AIOps Part 2: What Flavor of Machine Learning is Right for You?

We covered the broad strokes of artificial intelligence (AI), machine learning (ML), and the differences between the two in our last blog. Now let’s delve much deeper into ML.
By: Josh Borders Sr. Product Manager & Tim Herrmann Sr. Engineer at ScienceLogic

There are often multiple ways to solve the same problem. With ML, it’s important to recognize that there are three primary flavors of ML you can choose from to solve IT problems:

  • Supervised learning, where the algorithm is taught by example.
  • Unsupervised learning, where the algorithm attempts to learn and extract patterns on its own.
  • Reinforcement learning, which, unlike supervised and unsupervised learning, starts only with a mathematically defined objective, and uses data inputs to find the best way to achieve or optimize that objective.

Each flavor offers a wide variety of algorithms to choose from. And you may choose to apply one or more of these types of ML to understand your IT environment, reach conclusions, make decisions, and address problems that impact your customer and employee experience more efficiently. But which approach will yield the best results for you?

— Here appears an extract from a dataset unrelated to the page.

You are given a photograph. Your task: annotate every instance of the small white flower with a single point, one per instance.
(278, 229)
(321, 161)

This is where the how of implementing ML that we discussed in the previous article becomes critically important. Defining the problem to solve is the first step. The next step is determining which type of ML to use: for example, is it only an unsupervised learning problem, or can it and should it be reframed as a supervised learning problem? And depending upon which type you pick, which algorithm do you use within that category? And then which values do you choose to tune the parameters associated with the algorithm? Each answered question introduces yet another set of options, making it abundantly clear that having a human make all these choices for each individual metric simply will not scale without an army of data scientists. Organizations require an AIOps solution that automatically makes these choices for them. To understand this more, let’s take a look at a specific problem: Anomaly detection.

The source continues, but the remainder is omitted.